TRAIL or etoposide stimulation of Jurkat T cells in the presence of ABPs

Jurkat T cells (105) in 50% RPMI hypotonic medium were seeded into 96-well clear bottom plates (50 μL/well) and immediately incubated with a panel of biotin-labeled probes (25 μM) in the presence of 10 μg/mL of digitonin for 5 min. Then 150 μL of RPMI was added to the wells, and the plates were centrifuged at 500 × g for 5 min. The supernatants were then aspirated using an 8-channel vacuum device, and the cells were re-suspended into 100 μL fresh media and allowed to recover for 2 h. Cells were stimulated with TRAIL (100 ng/mL) or etoposide (25 μM) for 24 h, and cell viability was determined using MTS assay, according to the manufacturer’s protocol (CellTiter 96® Aqueous One Solution Cell Proliferation Assay, G3582, Promega). The number of living cells was reported as a survival ratio, calculated based on the number of unstimulated control cells.

TRAIL stimulation of Jurkat T cells in the presence of ABPs

Jurkat T cells (105) were seeded into two 96-well clear bottom plates (plate A and plate B, 80 μL/well) and incubated with a panel of biotin-labeled probes (25 μM, 20 μL) for 4 h. Then, ABPs from plate A were removed via centrifugation, and the cells were re-suspended into 100 μL fresh media. Next, cells from both plates (plate A and plate B) were stimulated with TRAIL (100 ng/mL) for 24 h, and cell viability was determined using an MTS assay, as described above.

TRAIL/birinapant stimulation of MDA-MB-231 cells in the presence of ABPs

MDA-MB-231 cells (104) were seeded into two 96-well clear bottom plates (plate A, and plate B, 80 μL/well) and incubated with a panel of biotin-labeled probes (25 μM, 20 μL) for 4 h. Then, ABPs from plate A were removed via centrifugation, and the cells were re-suspended into 100 μL fresh media. Next, cells from both plates (plate A and plate B) were stimulated with TRAIL (100 ng/mL) plus a smac mimetic, birinapant (2 μM) for 24 h, and cell viability was determined using an MTS assay, as described above.
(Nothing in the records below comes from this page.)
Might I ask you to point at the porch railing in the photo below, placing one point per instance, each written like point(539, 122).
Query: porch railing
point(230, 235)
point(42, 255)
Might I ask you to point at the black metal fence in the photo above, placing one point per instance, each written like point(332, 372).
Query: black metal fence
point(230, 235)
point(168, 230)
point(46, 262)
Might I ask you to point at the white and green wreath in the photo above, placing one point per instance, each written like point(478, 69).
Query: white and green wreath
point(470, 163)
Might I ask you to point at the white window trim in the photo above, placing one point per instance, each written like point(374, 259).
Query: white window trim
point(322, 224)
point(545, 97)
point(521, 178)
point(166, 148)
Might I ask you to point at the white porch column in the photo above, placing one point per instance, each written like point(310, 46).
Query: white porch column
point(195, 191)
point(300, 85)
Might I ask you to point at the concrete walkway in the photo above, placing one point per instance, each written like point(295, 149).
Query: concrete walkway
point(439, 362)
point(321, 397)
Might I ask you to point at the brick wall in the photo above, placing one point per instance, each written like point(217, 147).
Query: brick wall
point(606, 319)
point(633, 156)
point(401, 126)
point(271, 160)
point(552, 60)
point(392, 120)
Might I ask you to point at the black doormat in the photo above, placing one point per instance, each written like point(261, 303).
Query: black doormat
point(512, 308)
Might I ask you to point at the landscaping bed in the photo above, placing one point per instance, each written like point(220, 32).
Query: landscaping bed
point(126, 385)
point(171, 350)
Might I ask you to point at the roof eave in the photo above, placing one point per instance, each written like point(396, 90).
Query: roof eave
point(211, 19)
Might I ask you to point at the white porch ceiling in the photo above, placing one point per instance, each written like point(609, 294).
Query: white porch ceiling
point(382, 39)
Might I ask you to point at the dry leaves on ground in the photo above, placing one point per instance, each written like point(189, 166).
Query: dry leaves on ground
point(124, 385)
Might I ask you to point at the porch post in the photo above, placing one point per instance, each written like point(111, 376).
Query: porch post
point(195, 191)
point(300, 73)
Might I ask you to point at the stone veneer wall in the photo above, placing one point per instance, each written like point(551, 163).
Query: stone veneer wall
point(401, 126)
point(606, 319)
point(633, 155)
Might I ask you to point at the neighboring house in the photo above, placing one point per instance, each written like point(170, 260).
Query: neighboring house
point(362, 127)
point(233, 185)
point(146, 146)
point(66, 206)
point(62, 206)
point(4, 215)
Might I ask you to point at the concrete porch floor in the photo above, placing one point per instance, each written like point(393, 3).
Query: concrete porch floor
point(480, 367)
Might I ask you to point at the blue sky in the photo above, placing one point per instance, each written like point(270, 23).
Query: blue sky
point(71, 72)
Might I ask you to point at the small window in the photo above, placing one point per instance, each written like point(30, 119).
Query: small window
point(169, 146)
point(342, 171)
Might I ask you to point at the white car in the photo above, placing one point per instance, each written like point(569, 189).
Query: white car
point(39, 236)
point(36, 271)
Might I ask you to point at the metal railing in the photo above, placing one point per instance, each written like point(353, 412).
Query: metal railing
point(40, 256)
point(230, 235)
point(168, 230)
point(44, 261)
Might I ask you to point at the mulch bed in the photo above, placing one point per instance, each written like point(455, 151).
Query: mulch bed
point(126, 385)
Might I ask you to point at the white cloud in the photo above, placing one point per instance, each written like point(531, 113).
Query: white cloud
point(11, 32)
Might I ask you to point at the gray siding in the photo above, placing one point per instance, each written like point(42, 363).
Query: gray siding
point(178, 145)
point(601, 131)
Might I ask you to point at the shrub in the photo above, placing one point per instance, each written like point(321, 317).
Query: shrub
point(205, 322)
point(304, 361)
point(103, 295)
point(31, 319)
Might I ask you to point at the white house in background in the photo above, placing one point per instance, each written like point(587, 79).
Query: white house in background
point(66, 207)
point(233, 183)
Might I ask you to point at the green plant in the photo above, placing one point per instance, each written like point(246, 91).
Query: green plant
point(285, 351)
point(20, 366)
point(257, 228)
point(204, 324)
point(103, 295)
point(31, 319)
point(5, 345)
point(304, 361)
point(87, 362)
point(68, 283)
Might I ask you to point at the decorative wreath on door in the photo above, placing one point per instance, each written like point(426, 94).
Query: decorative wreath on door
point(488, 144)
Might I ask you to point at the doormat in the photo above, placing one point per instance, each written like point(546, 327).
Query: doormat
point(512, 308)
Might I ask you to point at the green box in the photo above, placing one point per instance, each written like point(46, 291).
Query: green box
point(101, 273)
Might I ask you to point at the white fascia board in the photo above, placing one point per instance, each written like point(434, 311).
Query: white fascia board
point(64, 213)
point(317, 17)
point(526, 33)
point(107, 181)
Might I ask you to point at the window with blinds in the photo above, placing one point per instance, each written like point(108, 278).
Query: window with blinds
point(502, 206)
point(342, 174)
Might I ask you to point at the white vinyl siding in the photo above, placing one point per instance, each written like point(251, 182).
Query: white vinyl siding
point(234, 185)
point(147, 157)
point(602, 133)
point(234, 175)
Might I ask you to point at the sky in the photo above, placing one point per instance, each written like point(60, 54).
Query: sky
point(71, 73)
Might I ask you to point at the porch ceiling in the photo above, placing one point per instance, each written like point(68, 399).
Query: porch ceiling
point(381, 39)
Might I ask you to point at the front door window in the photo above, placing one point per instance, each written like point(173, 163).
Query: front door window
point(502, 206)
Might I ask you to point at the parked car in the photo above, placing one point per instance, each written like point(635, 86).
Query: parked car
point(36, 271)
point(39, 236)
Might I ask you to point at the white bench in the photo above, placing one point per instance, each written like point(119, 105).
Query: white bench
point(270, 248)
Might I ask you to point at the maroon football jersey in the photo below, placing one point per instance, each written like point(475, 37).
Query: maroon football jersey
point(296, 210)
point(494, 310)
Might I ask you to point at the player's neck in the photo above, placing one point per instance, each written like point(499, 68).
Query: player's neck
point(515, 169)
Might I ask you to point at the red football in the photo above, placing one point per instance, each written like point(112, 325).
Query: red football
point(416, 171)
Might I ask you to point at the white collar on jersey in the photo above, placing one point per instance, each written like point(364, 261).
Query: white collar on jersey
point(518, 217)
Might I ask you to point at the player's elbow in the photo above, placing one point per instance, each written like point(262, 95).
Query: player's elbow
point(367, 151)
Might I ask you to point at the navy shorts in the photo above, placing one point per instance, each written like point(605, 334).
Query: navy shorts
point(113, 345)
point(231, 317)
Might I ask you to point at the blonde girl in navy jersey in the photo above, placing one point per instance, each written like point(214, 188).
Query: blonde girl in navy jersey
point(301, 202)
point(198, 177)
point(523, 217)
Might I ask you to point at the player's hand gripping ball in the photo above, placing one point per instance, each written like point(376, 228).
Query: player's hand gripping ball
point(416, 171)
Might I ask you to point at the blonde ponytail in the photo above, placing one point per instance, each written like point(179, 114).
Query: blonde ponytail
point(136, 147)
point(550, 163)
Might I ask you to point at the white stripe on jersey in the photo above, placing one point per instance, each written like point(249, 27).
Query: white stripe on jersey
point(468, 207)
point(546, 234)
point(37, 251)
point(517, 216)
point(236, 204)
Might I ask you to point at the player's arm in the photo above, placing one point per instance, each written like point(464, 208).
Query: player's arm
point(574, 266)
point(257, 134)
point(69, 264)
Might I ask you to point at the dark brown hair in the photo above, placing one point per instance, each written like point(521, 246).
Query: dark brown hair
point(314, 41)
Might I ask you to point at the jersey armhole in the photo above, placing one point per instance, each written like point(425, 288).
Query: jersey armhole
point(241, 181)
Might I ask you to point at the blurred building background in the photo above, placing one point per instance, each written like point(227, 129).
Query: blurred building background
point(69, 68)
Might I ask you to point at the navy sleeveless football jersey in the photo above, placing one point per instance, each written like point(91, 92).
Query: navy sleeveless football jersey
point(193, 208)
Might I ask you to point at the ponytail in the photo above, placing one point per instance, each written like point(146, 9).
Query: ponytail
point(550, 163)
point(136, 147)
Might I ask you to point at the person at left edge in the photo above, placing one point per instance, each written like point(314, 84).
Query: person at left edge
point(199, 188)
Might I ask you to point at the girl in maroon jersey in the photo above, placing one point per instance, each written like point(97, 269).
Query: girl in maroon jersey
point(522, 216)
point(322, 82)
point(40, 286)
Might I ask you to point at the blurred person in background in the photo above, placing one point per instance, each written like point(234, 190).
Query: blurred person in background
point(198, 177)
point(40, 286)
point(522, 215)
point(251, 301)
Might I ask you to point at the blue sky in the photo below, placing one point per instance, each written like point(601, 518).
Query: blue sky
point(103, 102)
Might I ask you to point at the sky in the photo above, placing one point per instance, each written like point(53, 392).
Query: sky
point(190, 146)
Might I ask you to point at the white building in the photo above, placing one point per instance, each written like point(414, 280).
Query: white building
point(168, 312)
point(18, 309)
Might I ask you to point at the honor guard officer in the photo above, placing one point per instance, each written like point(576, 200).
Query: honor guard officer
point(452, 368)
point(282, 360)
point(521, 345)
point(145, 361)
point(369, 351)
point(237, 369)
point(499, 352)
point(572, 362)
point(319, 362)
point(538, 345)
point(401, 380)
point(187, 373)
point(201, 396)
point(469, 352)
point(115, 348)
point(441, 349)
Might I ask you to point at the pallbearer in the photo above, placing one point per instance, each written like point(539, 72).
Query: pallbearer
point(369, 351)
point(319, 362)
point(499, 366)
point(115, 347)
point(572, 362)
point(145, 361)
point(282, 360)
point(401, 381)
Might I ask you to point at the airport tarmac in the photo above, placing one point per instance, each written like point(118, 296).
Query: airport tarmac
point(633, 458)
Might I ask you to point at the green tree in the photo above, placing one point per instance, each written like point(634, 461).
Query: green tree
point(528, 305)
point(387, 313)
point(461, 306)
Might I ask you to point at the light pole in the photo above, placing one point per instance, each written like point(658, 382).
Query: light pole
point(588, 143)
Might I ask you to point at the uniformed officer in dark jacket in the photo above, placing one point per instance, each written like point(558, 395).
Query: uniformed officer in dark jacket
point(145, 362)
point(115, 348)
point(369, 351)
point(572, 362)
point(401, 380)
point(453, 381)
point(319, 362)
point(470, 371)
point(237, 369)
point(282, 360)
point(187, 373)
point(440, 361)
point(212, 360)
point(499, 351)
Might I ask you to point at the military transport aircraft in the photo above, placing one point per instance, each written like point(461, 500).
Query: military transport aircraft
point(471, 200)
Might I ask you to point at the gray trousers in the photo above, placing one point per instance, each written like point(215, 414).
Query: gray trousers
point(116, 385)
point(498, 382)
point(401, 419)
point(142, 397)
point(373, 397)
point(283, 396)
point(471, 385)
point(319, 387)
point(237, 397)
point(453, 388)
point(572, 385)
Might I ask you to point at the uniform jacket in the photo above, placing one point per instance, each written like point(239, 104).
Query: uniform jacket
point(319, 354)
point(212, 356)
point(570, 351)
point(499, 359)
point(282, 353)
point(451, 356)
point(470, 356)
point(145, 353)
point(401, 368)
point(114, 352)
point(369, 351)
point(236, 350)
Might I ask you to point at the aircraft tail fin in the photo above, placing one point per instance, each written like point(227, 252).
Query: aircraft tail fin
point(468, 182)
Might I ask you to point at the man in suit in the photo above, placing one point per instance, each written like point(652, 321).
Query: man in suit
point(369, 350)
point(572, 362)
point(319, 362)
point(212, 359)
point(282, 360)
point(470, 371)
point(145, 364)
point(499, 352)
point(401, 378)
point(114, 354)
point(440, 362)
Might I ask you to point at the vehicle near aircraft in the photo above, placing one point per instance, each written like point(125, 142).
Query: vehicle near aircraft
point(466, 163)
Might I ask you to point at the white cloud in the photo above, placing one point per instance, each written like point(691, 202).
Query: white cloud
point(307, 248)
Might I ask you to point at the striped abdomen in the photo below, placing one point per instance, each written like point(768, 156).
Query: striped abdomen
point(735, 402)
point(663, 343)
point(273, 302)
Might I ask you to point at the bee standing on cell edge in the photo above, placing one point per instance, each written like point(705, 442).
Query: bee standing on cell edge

Caspase-3 and caspase-9 inhibition profiles

Recombinant caspase-3 (10 nM) and caspase-9 (10 nM) were pre-activated in optimal caspase buffer for 15 min at 37 °C and then incubated with 13 different inhibitors (at 0.01, 0.1, 1, and 10 μM) in 96-well plates for 30 min at 37 °C. A preferred substrate (Ac-DEVD-ACC for caspase-3 or Ac-LEHD-ACC for caspase-9) was then added, and the reaction progress was monitored using CLARIOstar plate reader (BMG Labtech), operating in the fluorescence kinetic mode (355 nm excitation, 460 nm emission, gain 650) using 96-well plates (Corning, NY, USA). Percent caspase inhibition was calculated, and the results were represented as heatmaps.

Assay of the Jurkat T cell cytosolic extracts

Hypotonic lysis of the Jurkat T cells was performed and the cytosolic fraction was collected, as described [32]. The total protein concentration in the lysate was 8 mg/mL. Samples were stored at −80 °C until use, when 100 μL aliquots were thawed to room temperature and preincubated for 5 min with 10 μM of various inhibitors. The extract was then activated by the addition of dATP and horse cytochrome c in the presence of a proteasome inhibitor, as described [13]. Caspase-3 activation was monitored using 100 μM Ac-DEVD-ACC substrate. In parallel, Jurkat cell extracts were preincubated for 5 min with 10 μM of various inhibitors and activated with dATP/cytochrome c for 30 min. The samples were then resolved on SDS-PAGE, and caspase-3 and -9 were detected by immunoblotting, as described above.